Increasing self-care
In addition to improving communication with customers, Digital Dialog also aims to expand customers’ self-care capabilities. This is important, given that recent surveys indicate that most consumers (some estimates are as high as 75 percent) want self-service. As part of the program, customer service representatives can send customers a one-time email that includes links to CenturyLink’s self-help website where they can find installation instructions for modems or trouble-shooting information and answers to frequently asked questions. In the first two months after the launch of Digital Dialog, more than 6,000 customers utilized IVR self-service to obtain wireless credentials or voicemail passwords. In 2013, 394,000 customers used new or enhanced online self-service content such as interactive guides and subject-specific videos. IVR self-help and flow improvements helped to divert 355,000 calls from call centers and automatically routed 187,000 calls to the right agent. Overall, the Digital Dialog program sent more than 7 million proactive notifications to CenturyLink’s customers in 2013, and 130,000 of those customers initiated live online chat or used the company’s e-mail reply capability instead of directly calling an agent.
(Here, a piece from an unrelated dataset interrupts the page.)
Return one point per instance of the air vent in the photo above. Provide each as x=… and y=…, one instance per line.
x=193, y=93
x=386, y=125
Another plus for the program is the positive effect it is having on CenturyLink’s staff. While there is always some concern that introducing programs could reduce staffing levels in customer service centers, in this case the benefits have outweighed any negatives, particular when it comes to repairs. CenturyLink integrated its document repository so that customer service representatives in repair centers could see all prior notification and communication with customers whether it was from sales, customer care, billing or repair, says Steve Hale, Senior Lead Technical Project Manager, CenturyLink.
“This allows service reps to have a holistic view of the customer interaction in order to be able to help them with whatever questions or problems they have,” he explains. “Acceptance from both customers and reps has been better than we thought,” Hale says. “We have exceeded acceptance by a long way, and we have exceeded the business case in terms of call deflection.”